The Songs of Neylon & Peele at Chapel Off Chapel
Updated: Apr 17
Western Australian Academy of Performing Arts’ graduates Conor Neylon and Jackson Peele are the future of fresh musical theatre.
Photos by James Reiser
So far, the pair has written four musicals (and been nominated for four Green Room Awards), which formed the basis of their two-night appearance at Chapel Off Chapel.
Adept instrumentalists, Neylon tickled the ivories, while Peele played guitar and mandolin.
They bounced off each other and had fun.
They are both talented, personable and highly enthusiastic. And, they are storytellers.
The 75-minute show – with nine numbers each side of a 20-minute interval – told us a little of how they got to this point in their emerging careers.
That included how they first came together, Neylon “escaping” to Darwin, turning in assignments at the 11thhour and writers’ block.
The “raw” elements of the production exposed some of the voice memos the duo had exchanged.
For those who hadn’t seen them before, Neylon and Peele contextualised the songs on the program.
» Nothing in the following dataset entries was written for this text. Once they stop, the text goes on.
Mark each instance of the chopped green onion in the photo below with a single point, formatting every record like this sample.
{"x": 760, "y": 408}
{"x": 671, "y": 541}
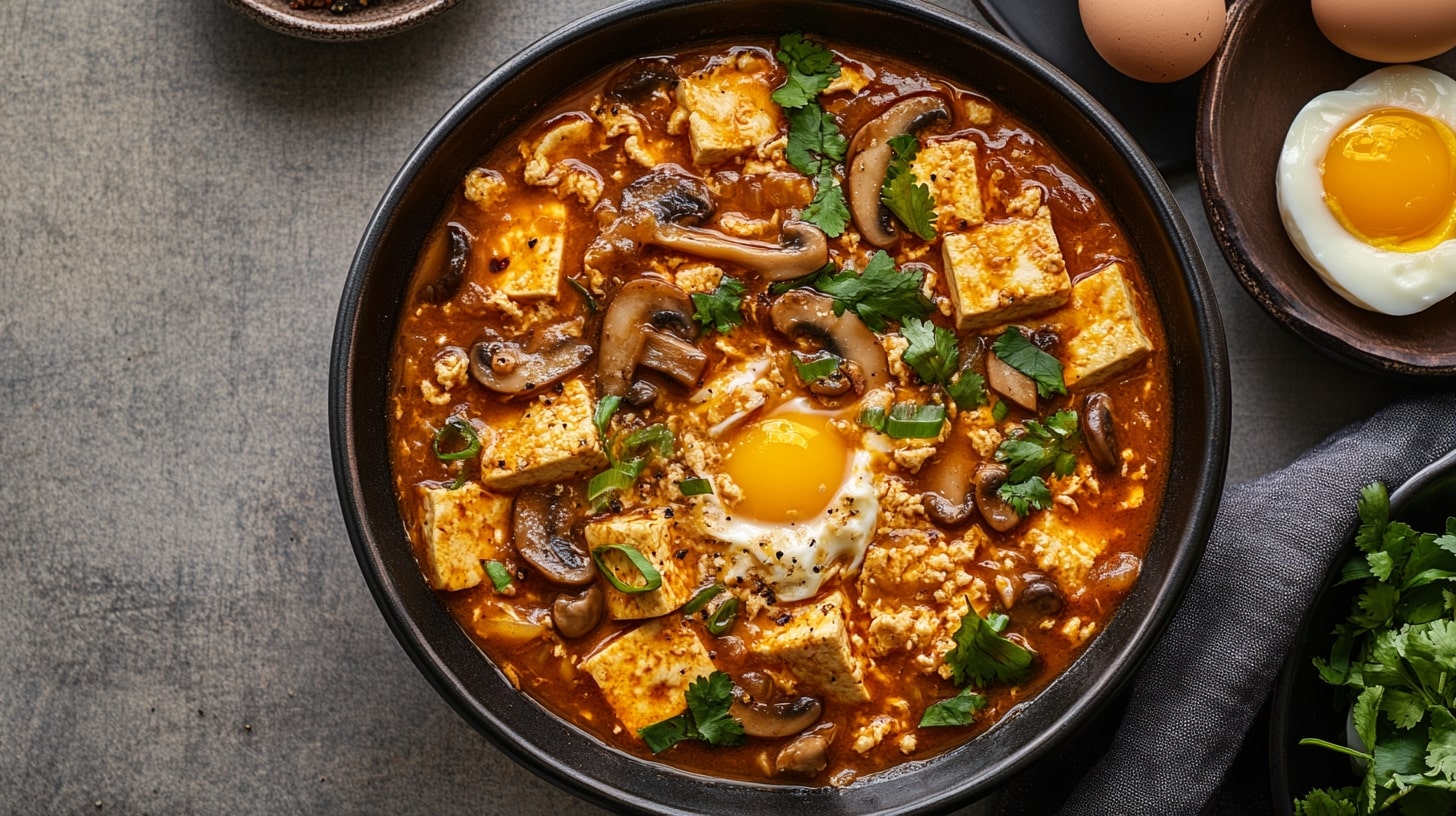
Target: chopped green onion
{"x": 586, "y": 295}
{"x": 724, "y": 617}
{"x": 650, "y": 574}
{"x": 460, "y": 427}
{"x": 819, "y": 369}
{"x": 702, "y": 598}
{"x": 907, "y": 420}
{"x": 695, "y": 487}
{"x": 500, "y": 576}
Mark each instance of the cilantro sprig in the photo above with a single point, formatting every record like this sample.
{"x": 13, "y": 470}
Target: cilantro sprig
{"x": 1031, "y": 453}
{"x": 903, "y": 194}
{"x": 816, "y": 143}
{"x": 706, "y": 717}
{"x": 1395, "y": 659}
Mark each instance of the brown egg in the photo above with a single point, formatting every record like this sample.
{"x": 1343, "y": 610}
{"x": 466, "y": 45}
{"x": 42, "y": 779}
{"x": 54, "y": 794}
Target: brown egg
{"x": 1153, "y": 40}
{"x": 1389, "y": 31}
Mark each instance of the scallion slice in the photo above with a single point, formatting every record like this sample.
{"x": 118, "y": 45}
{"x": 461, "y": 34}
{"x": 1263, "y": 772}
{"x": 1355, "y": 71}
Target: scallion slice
{"x": 457, "y": 427}
{"x": 695, "y": 487}
{"x": 722, "y": 618}
{"x": 644, "y": 567}
{"x": 702, "y": 598}
{"x": 500, "y": 576}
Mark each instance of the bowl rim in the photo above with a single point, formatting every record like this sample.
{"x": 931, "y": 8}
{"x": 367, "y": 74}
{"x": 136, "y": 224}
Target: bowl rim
{"x": 1187, "y": 535}
{"x": 1229, "y": 230}
{"x": 306, "y": 26}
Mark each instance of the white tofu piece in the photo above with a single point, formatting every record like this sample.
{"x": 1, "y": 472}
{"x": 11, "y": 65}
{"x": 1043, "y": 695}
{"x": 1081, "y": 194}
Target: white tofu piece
{"x": 657, "y": 536}
{"x": 814, "y": 647}
{"x": 524, "y": 260}
{"x": 1062, "y": 550}
{"x": 462, "y": 528}
{"x": 730, "y": 110}
{"x": 1003, "y": 271}
{"x": 645, "y": 672}
{"x": 948, "y": 168}
{"x": 1102, "y": 334}
{"x": 549, "y": 442}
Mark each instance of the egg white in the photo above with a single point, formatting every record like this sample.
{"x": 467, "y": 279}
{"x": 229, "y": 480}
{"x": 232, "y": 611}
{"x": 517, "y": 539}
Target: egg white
{"x": 1379, "y": 280}
{"x": 797, "y": 557}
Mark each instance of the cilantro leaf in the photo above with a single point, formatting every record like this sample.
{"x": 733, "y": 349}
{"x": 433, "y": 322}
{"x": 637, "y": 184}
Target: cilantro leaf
{"x": 958, "y": 710}
{"x": 706, "y": 717}
{"x": 810, "y": 66}
{"x": 719, "y": 309}
{"x": 982, "y": 656}
{"x": 932, "y": 353}
{"x": 901, "y": 193}
{"x": 1024, "y": 497}
{"x": 1019, "y": 353}
{"x": 878, "y": 295}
Frankly, it made me want to experience each of the musicals – The Beep Test, Beau Wants to be a Billionaire, Kate, Gus & The Other Kids and The House on Fire at the Edge of the World – individually.
Around them, in Prahran, were a couple of other gifted musos in Miro Lauritz and Patrick Jaffe and a four-strong cast.
The latter assumed the identities of the key players in each of the musicals, waxing and waning between the shows, as the set list dictated.
What struck me most was the emotion that Noah Janssen, Sheridan Adams, Ahila Navaratnam and Kyle Colburn were able to inject into their performances.
Sure, the voices had to be there, but so too expression and attitude … and I saw that in spades and appreciated it.
From ballads to bangers, from the poignant to the prophetic, the future is bright for Neylon & Peele. I, for one, want to see more of them.